Shakespeare en Westminster
Más allá de la histórica derrota de Theresa May y de su acuerdo con Bruselas, está la pregunta obvia, ¿y ahora qué? La buena y la mala noticia es que no hay plan B. Ni en Londres ni en Bruselas. Estamos en modo improvisación, algo más británico de lo que parece. La primera ministra ha sufrido un ataque de las víboras oportunistas de su partido combinado con los cálculos electorales de la oposición. El laborista Jeremy Corbyn, que nunca fue un fan de la Unión Europea, sigue obsesionado con Downing Street.
Parece un drama de Shakespeare en el que la principal víctima serán los británicos, los que compraron las mentiras del Brexit, los que eligieron quedarse en la UE, los que no fueron a votar y los que se creen que la reina Victoria está viva, la Royal Fleet aún domina los mares y el té sigue siendo a las cinco.
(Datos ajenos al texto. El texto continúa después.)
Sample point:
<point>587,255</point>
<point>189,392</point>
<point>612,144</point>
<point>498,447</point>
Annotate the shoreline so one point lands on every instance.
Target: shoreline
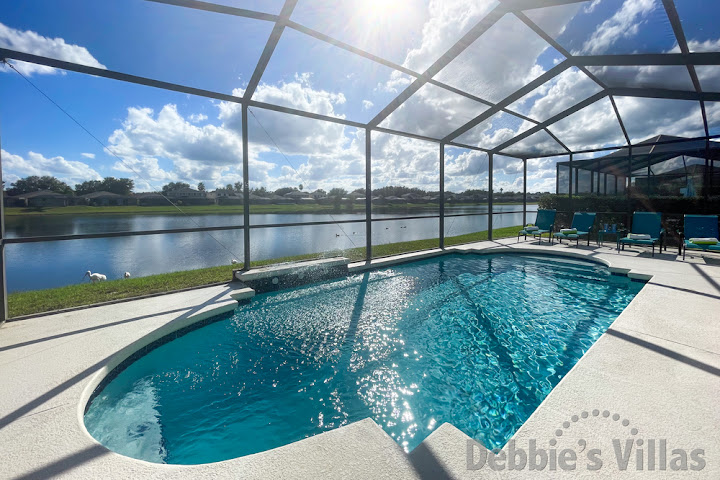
<point>231,209</point>
<point>32,302</point>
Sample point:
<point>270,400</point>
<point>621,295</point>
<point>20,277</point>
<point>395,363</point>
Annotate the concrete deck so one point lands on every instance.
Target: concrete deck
<point>658,367</point>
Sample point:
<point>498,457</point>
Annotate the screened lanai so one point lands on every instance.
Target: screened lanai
<point>460,104</point>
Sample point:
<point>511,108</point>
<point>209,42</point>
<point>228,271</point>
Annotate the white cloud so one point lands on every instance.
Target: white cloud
<point>31,42</point>
<point>197,118</point>
<point>69,171</point>
<point>625,23</point>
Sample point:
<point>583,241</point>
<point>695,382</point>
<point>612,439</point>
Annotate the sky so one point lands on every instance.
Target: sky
<point>155,136</point>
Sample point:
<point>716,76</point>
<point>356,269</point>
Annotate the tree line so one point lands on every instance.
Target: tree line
<point>34,183</point>
<point>125,186</point>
El Reino Unido de la Gran Bretaña está metido en un callejón. Puede arrojarse al vacío del No Deal por los acantilados de Dover. Nunca hay que minusvalorar la capacidad destructora de personajes tóxicos como Boris Johnson, Nigel Farage y Jacob Rees-Mogg. El Brexit forma parte de la ola xenófoba que agita el mundo, desde EE UU a Brasil, y Europa y sus regiones. Es una respuesta a la crisis de 2008 —de la que la City no es inocente— y al debilitamiento de los Estados ante los mercados, a la incapacidad de las élites de ofrecer soluciones y de paliar los efectos de la recesión.
Quebrado el hilo musical construido tras la Segunda Guerra Mundial, el del Estado del bienestar, la democracia y los derechos humanos como valores universales, empiezan a sonar los discursos redentoristas en los que prima el sentirse superiores a los demás. Son algunos de los síntomas del periodo de entreguerras del siglo XX, vivero de fascismos y de la deriva estalinista.